* [pve-devel] Consistency in volume deletion in process of concurrent VM deletion
@ 2025-10-21 15:33 Andrei Perepiolkin via pve-devel
2025-10-22 9:49 ` Fabian Grünbichler
0 siblings, 1 reply; 3+ messages in thread
From: Andrei Perepiolkin via pve-devel @ 2025-10-21 15:33 UTC (permalink / raw)
To: Proxmox VE development discussion; +Cc: Andrei Perepiolkin
[-- Attachment #1: Type: message/rfc822, Size: 8933 bytes --]
From: Andrei Perepiolkin <andrei.perepiolkin@open-e.com>
To: Proxmox VE development discussion <pve-devel@lists.proxmox.com>
Subject: [pve-devel] Consistency in volume deletion in process of concurrent VM deletion
Date: Tue, 21 Oct 2025 11:33:27 -0400
Message-ID: <7cf85c82-28d9-4883-9826-39e60bfa3450@open-e.com>
Hi Proxmox Community,
There might be a potential consistency problem with Proxmox vm deletion.

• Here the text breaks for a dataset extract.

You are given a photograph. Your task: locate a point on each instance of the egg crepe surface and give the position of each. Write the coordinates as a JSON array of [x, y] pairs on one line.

If Proxmox receives multiple concurrent VM deletion requests, where each
VM has multiple disks located on shared storage.
The deletion process may fail or hang when attempting to acquire the
storage
lock(https://github.com/proxmox/pve-storage/blob/master/src/PVE/Storage.pm#L1196C1-L1209C7).
...
trying to acquire cfs lock 'storage-jdss-Pool-2' ...
trying to acquire cfs lock 'storage-jdss-Pool-2' ...
trying to acquire cfs lock 'storage-jdss-Pool-2' ...
trying to acquire cfs lock 'storage-jdss-Pool-2' ...
trying to acquire cfs lock 'storage-jdss-Pool-2' ...
trying to acquire cfs lock 'storage-jdss-Pool-2' ...
trying to acquire cfs lock 'storage-jdss-Pool-2' ...
cfs-lock 'storage-jdss-Pool-2' error: got lock request timeout
trying to acquire cfs lock 'storage-jdss-Pool-2' ...
trying to acquire cfs lock 'storage-jdss-Pool-2' ...
trying to acquire cfs lock 'storage-jdss-Pool-2' ...
cfs-lock 'storage-jdss-Pool-2' error: got lock request timeout
trying to acquire cfs lock 'storage-jdss-Pool-2' ...
trying to acquire cfs lock 'storage-jdss-Pool-2' ...
trying to acquire cfs lock 'storage-jdss-Pool-2' ...
trying to acquire cfs lock 'storage-jdss-Pool-2' ...
trying to acquire cfs lock 'storage-jdss-Pool-2' ...
trying to acquire cfs lock 'storage-jdss-Pool-2' ...
trying to acquire cfs lock 'storage-jdss-Pool-2' ...
cfs-lock 'storage-jdss-Pool-2' error: got lock request timeout
...
Eventually, the VM configuration files in /etc/pve are removed, but some
VM disks may remain.
Additionally, the Web UI shows all deletions as successful, even though
some disks were not deleted.
In my opinion, a VM should either be deleted completely—including all
dependent resources—or the deletion should fail, leaving the VM
configuration file with an updated state.
Im reproducing this by:
for i in `seq 401 420` ; do qm clone 104 $i --name "win-$i" --full
--storage jdss-Pool-2 ; done;
for i in `seq 401 410` ; do qm destroy $i
--destroy-unreferenced-disks 1 --purge 1 & done ;
Have to notice that ssh session that I use to conduct 'qm destroy'
command get terminated by Proxmox.
Ive duplicated as a bug at:
https://bugzilla.proxmox.com/show_bug.cgi?id=6957
Is this a bug and will it be addressed in near future?
Best regards,
Andrei Perepiolkin
[-- Attachment #2: Type: text/plain, Size: 160 bytes --]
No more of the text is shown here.